NFT, Jalan Baru Pendapatan Fotografer


KITA mungkin tidak pernah membayangkan sebuah gambar digital bisa lebih mahal daripada mobil. Karya digital berbentuk Non-Fungible Token (NFT) mulai populer di Tanah Air beberapa bulan belakangan. Banyak seniman menjual karya mereka di lokapasar dengan mata uang kripto.

Apa yang tidak terbayangkan tadi menjadi mungkin berkat teknologi. Dunia digital mengubah cara masyarakat memberi nilai pada suatu barang. Bila sehari-hari kita terbiasa menilai sesuatu yang benda dan bisa dipegang, kini sesuatu tadi bisa berupa data digital. Bentuknya mulai dari musik, game, animasi, video, gambar, desain, dan banyak lagi.

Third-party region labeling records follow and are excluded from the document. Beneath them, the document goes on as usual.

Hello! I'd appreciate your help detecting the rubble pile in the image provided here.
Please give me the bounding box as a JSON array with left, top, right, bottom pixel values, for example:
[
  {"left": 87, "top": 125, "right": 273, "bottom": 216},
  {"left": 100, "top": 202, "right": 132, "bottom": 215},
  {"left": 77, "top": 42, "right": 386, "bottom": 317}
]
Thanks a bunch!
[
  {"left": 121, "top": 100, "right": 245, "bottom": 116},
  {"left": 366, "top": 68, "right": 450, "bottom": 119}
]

Sesuatu bisa bernilai lebih tinggi karena unik. Hal yang unik biasanya langka dan bisa tak tergantikan. Tidak tergantikan inilah konsep non-fungible, sesuatu yang tidak bisa ditukar dengan yang lain.

Kita di zaman dahulu hanya mengenal benda seni dan koleksi langka yang non-fungible. Sebuah lukisan mahakarya adalah non-fungible, karena meski diduplikat tidak sama dengan aslinya. Kini sesuatu yang tidak tergantikan tadi bisa berwujud aset digital atau token yaitu NFT yang bisa dibeli menggunakan kripto.

Kicauan pertama CEO Twitter, Jack Dorsey, pada Maret 2006 laku terjual 1.630,58 ether (ETH), ketika itu setara 2,9 juta dollar AS atau sekitar Rp 42 miliar. Kicauan Dorsey berbunyi “just setting up my twttr,” dalam bentuk NFT ini ditawarkan di platform bernama ‘Valuables’.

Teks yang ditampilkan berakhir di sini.